One of the aspects that worries us the most these days is the growing volume of “functional” work that is going on in the world of therapy and training.  There is a very important and critical place for this work and we fully admit that everyone needs to be on board with all of the great work that the leaders are teaching. What worries us is the apparent lack of integration of this work into gait assessment, gait therapy, and flawed gait neuro-biomechanics. Once again gait is not getting the pulpit it deserves. Yes, flaws in the functional screens and assessments need to be brought to light and remedied because they can impact bipedal locomotion but, the pendulum swings both ways. Gait can often be a cause of these functional problems that show up on the screens and assessments. If one fixes the functional pattern problems and the gait pattern is not restored then either the dysfunction will return or a new undesirable pattern will be generated. There needs to be more gait understanding and assessment from us all. Gait needs retraining as well, it is as much of a functional pattern as any other, if not more.  Gait deserves a pulpit as well.  Human assessment is clearly a two way street and it is not always clear who is the chicken and who is the egg.

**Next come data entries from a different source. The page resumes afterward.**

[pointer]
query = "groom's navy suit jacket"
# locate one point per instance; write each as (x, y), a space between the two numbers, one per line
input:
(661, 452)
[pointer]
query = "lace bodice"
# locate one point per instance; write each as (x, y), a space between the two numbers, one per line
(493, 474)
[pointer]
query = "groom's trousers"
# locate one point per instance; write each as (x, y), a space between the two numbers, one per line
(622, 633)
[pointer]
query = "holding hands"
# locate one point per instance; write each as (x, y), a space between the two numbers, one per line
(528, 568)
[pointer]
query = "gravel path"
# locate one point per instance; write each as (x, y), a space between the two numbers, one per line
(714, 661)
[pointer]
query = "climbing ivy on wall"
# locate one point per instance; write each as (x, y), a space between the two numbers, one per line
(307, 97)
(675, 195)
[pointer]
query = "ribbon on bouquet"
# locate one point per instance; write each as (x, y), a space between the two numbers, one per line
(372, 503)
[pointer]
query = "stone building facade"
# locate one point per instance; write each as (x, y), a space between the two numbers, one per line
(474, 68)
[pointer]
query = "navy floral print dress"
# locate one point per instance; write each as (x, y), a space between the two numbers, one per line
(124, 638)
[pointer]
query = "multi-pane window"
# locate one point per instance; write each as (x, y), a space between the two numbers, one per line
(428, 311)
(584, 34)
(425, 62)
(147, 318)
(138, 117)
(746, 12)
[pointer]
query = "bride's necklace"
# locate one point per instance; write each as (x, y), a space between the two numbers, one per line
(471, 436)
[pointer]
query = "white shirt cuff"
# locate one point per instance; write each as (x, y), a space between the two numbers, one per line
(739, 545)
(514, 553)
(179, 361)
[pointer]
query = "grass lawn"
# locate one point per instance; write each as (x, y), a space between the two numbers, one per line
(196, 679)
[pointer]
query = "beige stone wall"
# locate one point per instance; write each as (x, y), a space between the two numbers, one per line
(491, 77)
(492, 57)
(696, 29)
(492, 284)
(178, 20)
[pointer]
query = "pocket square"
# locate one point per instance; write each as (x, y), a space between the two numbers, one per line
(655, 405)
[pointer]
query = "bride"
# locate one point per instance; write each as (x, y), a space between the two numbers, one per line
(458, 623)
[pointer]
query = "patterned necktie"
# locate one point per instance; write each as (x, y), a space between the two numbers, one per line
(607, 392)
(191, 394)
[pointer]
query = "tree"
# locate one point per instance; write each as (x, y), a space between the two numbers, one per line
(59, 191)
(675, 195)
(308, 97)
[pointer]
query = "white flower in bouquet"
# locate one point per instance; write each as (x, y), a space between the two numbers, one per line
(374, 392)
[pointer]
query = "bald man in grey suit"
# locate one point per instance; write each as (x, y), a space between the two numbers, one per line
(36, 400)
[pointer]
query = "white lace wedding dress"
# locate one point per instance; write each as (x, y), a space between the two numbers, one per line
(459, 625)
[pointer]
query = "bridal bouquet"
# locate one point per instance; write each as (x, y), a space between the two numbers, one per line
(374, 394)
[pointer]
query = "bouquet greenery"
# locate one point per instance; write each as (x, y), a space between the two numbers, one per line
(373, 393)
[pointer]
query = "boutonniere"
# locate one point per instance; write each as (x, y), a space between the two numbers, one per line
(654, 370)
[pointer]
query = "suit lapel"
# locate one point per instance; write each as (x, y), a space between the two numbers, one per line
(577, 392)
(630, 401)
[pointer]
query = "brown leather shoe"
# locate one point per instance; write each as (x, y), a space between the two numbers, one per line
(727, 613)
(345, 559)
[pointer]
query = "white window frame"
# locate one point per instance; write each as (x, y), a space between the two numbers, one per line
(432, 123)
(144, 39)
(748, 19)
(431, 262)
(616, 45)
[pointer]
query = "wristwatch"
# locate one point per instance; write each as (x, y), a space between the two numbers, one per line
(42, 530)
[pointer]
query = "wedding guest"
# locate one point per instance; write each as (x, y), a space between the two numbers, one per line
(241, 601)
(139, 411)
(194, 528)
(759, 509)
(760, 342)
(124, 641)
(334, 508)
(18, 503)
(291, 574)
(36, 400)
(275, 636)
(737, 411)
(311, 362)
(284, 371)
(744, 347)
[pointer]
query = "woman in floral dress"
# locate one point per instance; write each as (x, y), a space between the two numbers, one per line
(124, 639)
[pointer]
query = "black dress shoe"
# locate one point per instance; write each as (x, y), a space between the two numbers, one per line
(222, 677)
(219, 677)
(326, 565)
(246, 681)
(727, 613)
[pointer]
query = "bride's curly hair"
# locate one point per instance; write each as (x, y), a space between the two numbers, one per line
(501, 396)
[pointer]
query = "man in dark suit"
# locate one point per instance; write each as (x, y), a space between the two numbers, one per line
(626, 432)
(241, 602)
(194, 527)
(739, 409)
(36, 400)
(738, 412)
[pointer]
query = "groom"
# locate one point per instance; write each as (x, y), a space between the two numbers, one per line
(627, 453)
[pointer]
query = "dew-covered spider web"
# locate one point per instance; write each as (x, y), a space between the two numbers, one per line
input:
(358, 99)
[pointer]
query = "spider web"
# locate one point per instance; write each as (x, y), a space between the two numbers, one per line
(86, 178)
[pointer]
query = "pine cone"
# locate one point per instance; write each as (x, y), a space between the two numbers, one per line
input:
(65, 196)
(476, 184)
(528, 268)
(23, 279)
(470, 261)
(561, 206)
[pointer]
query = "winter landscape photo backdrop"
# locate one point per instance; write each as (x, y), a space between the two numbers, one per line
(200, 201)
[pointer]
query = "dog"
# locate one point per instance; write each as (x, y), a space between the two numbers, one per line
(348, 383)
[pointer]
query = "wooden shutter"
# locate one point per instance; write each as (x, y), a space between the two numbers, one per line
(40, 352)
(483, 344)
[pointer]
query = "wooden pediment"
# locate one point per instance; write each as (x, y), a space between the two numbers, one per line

The problem may be that when gait does have its pulpit to speak from, who is the speaker ? A gait troglodyte or an expert ?

There will be folks who say we are over thinking this issue. There will be some who are offended. There will be some who cheer. There are some that will say “it will all come out in the wash” once the functional patterns are corrected elsewhere. They are wrong, it just is not that simple. Next to breathing, gait may be the second most compromised and corrupted functional pattern that humans express thousands of times daily. So, it is time to get busy.  It is time to peel off your Gait Troglodyte cloak and step into a 3 piece suit when it comes to understanding and interpreting gait.  If you are working in the world of human movement, locomotion, training, rehab and human biomechanics this is your next challenge.  Lets face it, we can either continue to walk around with our 10 year old flip phone understanding of gait or we can step up to a smart phone understanding of gait.  It is up to you, but know where you are and know your limitations. So be honest with yourself and your next client the next time you assess their gait. Be sure to ask yourself after seeing something that just doesn’t seem right in their gait, is what you see really what you are seeing ? Is that really what is wrong ? Or is it a compensation ? Do you know enough to see things for what they really are ?

Shawn and Ivo, The Gait Guys. 

We may not be Gait Troglodytes……. but some accuse us of living in a cave none the less.  However, if you have seen our cave, you will know it looks much like Bruce Wayne’s Batcave.  It isn’t your everyday cave.